[Courtesy of Tipitina's Record Club]

Sister Gertrude Morgan – "Let’s Make A Record" Album Review

16:00 July 15, 2024
By: Jeffrey Sladkus

Tipitina's Record Club Album Review

Sister Gertrude Morgan was born to a poor farming family in Alabama in the year 1900. As a child, Sister Gertrude's love for creating art and music flourished, as well as her love for the Baptist Church.

In 1934, Sister Gertrude experienced the first of several revelations that she'd have throughout her life where she was commanded to abandon her secular youth in order to sing and preach the gospel. Three years later, Sister Gertrude experienced another revelation to "go and preach, and tell it to the world." This led her on a journey that would ultimately bring her to New Orleans, where she opened an orphanage and morphed into a megaphone-wielding street corner preacher.

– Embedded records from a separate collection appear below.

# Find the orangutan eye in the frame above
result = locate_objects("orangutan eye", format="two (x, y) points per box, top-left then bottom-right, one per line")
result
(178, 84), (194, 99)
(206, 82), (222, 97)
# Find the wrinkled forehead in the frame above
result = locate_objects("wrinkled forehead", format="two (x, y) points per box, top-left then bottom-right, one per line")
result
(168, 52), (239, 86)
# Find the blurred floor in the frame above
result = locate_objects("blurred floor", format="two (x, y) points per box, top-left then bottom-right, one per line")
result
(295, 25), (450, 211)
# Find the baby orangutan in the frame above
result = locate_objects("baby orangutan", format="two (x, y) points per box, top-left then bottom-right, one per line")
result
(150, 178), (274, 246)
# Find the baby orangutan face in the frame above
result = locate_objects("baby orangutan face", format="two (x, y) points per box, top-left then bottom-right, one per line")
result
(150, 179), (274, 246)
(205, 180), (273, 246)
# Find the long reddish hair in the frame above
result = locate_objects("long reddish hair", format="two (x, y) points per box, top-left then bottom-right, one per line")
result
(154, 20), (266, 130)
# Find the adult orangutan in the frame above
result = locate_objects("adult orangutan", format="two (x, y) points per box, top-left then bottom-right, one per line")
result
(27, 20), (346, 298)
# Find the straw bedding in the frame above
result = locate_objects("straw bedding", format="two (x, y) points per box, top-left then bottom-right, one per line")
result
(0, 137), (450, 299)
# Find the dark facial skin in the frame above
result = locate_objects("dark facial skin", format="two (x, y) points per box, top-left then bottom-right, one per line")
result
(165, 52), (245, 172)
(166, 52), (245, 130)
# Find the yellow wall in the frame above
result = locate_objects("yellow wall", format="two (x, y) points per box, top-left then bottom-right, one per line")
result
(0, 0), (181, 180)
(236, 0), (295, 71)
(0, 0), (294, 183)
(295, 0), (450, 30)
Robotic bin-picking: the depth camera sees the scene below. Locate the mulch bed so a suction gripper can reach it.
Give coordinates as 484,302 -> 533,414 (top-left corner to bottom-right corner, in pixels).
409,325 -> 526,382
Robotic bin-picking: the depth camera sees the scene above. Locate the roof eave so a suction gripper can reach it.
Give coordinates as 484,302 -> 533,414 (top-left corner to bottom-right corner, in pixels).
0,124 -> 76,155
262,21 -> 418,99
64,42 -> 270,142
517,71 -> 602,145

While Sister Gertrude roamed the streets of New Orleans shouting her spirituals, painting remained an integral part of her life. During this period, she created unique pieces of artwork on non-traditional surfaces such as toilet rolls, pitchers, scrap wood, lampshades, and fans using tools such as acrylics, pens, lead pencils, watercolors, crayons, and felt tipped markers. After a fortunate encounter with E. Lorenz "Larry" Borenstein, a local art gallerist and co-founder of Preservation Hall, Sister Gertrude began displaying her art in Borenstein's gallery.

Enthralled by her skills as an artist, orator, and performer, Borenstein hired a British sound engineer in 1970 to record Sister Gertrude in a session that resulted in the album Let's Make a Record. Driven by her percussive and hypnotic tambourine, Sister Gertrude's wholly improvised tracks incorporate themes of optimism and hope, interpretations of familiar hymns, as well as moments of humor. Resonating in its simplicity and sung with the fierce certainty in which they're delivered, each track is captivating in its own right.

[Courtesy of Tipitina's Record Club]

With its availability plagued by limited releases, Tipitina's Record Club has re-issued Let's Make a Record to reintroduce the world to Sister Gertrude. The cover artwork is also an original painting by Sister Gertrude, which in and of itself is worth the price. As always, Tipitina's Record Club produced an extremely informative and enjoyable podcast discussing Sister Gertrude and this album that is well worth listening to.

With this latest installment, Tipitina's Record Club continues to release high quality recordings of NOLA-based musicians that are not only treasures for those who know them but also serve as great introductions of this important music to the next generation of listeners.